What do New York and Minneapolis have in common? I mean, besides being big American cities whose denizens tend to talk a bit funny.
The answer? Taxicab troubles.
A few months ago, some New York cabbies went on strike . . . not against their employers, but against the city. The city has insisted on micromanaging their businesses, forcing cab companies to install expensive and costly electronic devices.
In New York, the city government is so “pro” consumer that it decides not only what taxi businesses may charge for their services, but what, precisely, must be offered. The one thing the city government can’t stand is consumer and producer options. Or competition.
This really upsets many cab drivers, as well as a few cab companies. Last I heard, there was talk of another strike. The city government, headed by this guy named Bloomberg, remains resolute, however. The cabbies will remain under his thumb.
Meanwhile, the city of Minneapolis went the other direction, towards deregulating taxis. The number of allowed cabs will increase, and in a few years all caps will be removed. Yes, Minneapolis is trying that always radical, always common-sense idea, the free market.
So of course the taxicab cartel sued.
In New York, cab drivers are upset about too much government. In Minneapolis, the previously cartelized cab companies are upset about too little.
A lot of small-business cab drivers are on the city’s side, however. Yes, they are all for deregulation. With a freer market, they finally get the chance to work as cabbies in the previously heavily regulated Minnesota city.

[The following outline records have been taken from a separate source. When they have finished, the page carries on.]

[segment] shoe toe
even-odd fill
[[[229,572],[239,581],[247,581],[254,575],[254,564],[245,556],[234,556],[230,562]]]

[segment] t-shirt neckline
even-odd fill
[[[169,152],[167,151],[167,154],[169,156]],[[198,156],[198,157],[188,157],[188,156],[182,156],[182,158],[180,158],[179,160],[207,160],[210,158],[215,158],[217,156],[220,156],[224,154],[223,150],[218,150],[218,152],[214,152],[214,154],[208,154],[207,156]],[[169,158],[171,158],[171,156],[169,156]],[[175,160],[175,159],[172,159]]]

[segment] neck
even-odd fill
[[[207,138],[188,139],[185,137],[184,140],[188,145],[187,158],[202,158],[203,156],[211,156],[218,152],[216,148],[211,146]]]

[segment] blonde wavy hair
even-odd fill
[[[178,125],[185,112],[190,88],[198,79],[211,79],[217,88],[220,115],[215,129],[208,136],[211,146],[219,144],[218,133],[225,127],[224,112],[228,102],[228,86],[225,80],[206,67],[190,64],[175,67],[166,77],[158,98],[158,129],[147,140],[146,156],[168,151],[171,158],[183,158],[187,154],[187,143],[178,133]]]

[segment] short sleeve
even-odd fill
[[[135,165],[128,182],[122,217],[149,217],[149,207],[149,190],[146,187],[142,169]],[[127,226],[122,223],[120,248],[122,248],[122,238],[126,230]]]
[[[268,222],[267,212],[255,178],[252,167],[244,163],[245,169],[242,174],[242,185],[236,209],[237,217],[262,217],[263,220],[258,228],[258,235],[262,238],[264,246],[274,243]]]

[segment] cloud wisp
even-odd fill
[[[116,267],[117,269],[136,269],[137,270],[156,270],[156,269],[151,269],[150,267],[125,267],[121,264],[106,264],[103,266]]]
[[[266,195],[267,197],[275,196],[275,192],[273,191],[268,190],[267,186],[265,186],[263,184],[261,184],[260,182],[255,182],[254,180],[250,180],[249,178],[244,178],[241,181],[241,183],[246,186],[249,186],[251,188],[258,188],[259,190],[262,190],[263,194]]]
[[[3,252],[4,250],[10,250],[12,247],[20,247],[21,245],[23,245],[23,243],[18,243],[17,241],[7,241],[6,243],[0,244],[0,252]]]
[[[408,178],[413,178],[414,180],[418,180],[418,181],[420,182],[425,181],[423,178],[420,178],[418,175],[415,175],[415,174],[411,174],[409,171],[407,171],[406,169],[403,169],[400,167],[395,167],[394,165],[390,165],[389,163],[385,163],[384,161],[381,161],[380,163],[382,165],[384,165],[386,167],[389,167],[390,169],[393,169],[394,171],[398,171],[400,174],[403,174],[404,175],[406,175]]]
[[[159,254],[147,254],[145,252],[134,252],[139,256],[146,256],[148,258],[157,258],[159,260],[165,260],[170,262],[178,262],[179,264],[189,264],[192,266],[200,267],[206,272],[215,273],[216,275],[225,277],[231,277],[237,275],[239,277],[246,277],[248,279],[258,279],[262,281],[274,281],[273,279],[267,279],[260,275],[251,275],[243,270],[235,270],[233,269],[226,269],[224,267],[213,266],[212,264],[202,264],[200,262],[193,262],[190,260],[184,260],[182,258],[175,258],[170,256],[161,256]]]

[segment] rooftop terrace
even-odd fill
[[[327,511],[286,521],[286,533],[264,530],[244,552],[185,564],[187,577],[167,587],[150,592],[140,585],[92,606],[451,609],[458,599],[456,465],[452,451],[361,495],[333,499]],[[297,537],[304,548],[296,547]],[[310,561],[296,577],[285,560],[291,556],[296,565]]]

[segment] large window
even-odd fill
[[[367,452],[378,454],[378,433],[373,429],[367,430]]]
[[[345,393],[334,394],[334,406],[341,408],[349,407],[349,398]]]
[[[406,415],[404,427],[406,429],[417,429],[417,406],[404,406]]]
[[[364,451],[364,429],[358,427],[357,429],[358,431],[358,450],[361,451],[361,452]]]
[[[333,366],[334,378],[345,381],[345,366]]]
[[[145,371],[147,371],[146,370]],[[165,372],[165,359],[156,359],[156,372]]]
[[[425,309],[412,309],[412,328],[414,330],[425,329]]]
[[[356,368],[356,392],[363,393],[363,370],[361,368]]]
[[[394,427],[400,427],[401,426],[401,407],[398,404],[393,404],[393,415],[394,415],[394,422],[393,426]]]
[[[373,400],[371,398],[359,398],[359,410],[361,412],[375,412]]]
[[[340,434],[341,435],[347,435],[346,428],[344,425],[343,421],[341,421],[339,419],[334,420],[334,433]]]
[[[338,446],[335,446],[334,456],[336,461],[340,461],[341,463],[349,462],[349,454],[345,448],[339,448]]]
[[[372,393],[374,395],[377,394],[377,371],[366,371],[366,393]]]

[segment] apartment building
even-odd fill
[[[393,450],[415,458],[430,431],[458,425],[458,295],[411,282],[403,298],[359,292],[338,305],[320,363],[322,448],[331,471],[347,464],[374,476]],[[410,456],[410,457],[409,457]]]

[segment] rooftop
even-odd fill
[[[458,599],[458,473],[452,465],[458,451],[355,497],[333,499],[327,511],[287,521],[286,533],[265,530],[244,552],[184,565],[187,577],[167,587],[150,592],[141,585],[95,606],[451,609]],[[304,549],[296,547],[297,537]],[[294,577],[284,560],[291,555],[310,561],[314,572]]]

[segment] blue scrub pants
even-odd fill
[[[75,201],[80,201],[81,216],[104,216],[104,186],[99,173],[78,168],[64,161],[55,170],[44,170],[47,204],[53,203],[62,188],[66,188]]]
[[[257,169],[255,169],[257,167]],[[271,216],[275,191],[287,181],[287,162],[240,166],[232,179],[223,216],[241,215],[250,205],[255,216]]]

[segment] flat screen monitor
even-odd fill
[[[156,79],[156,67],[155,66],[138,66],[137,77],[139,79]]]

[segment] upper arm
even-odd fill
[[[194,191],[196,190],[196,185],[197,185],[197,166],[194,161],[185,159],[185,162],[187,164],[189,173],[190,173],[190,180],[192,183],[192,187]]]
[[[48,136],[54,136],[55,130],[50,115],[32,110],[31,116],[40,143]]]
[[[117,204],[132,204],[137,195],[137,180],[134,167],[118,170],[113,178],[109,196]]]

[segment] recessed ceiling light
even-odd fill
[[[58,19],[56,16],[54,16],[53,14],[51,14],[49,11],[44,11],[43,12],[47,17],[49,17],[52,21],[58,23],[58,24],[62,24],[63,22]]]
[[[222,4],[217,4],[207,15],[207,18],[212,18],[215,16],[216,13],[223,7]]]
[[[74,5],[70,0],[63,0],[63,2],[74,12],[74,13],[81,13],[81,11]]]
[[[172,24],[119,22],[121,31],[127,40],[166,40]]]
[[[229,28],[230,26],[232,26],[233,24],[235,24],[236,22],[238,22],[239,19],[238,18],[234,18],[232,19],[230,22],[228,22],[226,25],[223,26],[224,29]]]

Into the fray came the Institute for Justice, a national group of lawyers defending individual rights. These lawyers have a simple approach: they defend the freedom of contract, private property rights, that kind of thing. In their ads they call themselves “IJ.” And they aim to bring back the U.S. Constitution one case at a time.
The group is based not far from where I live, in Virginia, but I was surprised to learn that IJ has a Minnesota chapter. And I was not surprised — I was pleased — to learn that the chapter has taken up the Minnesota case, the freedom of individuals to go into the taxi biz.